Week 1- Reflect on what you consider a good leader to be like. Are you a thought leader, would you want to be?


A good leader...... My opinion of what a good leader is has changed somewhat over the last couple of years, as there has been significant changes in the leadership structures at my school. If I had to make a list of attributes as to what a good leader is, these would be some of the most fundamental ones (in my very humble opinion!)

A good leader:

  • is attentive; listens to the needs and issues that others have
  • is reflective; consistently reflects on their pedagogy, how they work, and how to best lead others
  • is reliable; a good leader is someone who can be relied upon. 
  • is professional; someone you know you can talk to in a professional capacity, regardless of their personal feelings.

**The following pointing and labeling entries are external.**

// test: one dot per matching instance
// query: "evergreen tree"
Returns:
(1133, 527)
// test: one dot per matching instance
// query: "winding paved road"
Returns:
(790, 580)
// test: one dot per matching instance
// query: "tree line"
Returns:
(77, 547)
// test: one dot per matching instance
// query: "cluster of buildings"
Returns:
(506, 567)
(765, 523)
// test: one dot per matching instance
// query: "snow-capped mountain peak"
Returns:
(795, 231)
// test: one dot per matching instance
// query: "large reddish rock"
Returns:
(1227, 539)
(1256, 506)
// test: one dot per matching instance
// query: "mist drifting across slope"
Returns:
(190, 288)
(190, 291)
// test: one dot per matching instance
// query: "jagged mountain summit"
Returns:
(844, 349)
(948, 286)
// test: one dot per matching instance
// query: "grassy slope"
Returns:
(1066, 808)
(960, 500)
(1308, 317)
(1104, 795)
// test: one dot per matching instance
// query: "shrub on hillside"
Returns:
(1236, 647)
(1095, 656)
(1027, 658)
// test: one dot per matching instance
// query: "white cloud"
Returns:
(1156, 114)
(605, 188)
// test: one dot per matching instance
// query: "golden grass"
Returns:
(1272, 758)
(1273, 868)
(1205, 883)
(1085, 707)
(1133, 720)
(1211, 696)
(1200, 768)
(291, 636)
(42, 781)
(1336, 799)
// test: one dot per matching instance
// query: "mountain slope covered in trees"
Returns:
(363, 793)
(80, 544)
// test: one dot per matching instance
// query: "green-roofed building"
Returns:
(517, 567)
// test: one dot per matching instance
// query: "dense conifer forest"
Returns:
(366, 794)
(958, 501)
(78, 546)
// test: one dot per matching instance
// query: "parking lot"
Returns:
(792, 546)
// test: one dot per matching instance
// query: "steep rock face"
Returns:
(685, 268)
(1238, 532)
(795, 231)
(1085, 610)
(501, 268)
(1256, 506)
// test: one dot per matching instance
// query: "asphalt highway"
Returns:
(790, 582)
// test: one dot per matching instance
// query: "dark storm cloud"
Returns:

These are a few of the things that speak to me about being a good leader. However I think we view leadership (at least in schools) as just our management team. I have been reflecting on this since our Mindlab session last night and I realised I don't often see myself as a leader, even though that is what I do for a living; I lead. So then I look back at that list and think "how many of my own leadership wishlist do I tick off? I would hope them all. Considering those are the features I believe are imperative to a leader in our field! I hold them dear in my philosophy of what I believe a good teacher is... are those two things one in the same? To teach is to lead? And leading isn't necessarily always done from the front, which is how I would automatically perceive it, but rather the analogy of the tango dancers fits in beautifully here, that leadership and followership go hand in hand..... Questions, questions....

Whilst reading a blog about thought leadership, By Tom Whitby, I came across these two paragraphs:


"Today’s thought leaders come to us from many different paths. Technology and social media has connected educators in ways and in numbers that were never before available to us. Educators are reaching out through social media and sharing their experiences and their ideas with other educators for examination, as well as their own reflection. The ideas of individuals are the focus of the collaboration, and not the titles or credentials of the contributors.
The author process for many educator thought leaders now often comes in reverse. After sharing ideas and gaining acceptance on a large scale through social media these educators are encouraged to become authors. It is now the masses of the social media that bestow the mantle of education thought leader. Technology can put up, for any individual brave enough to share it, an entire education philosophy in the form of a blog. It enables person-to-person contact for more in depth scrutiny. It has increased the number of education thought leaders, as well as the audience of educators they may affect."
-https://tomwhitby.wordpress.com/2013/06/10/whats-an-education-thought-leader/

My reflection from reading that is, will being a thought leader be more work? Because I am all out of time!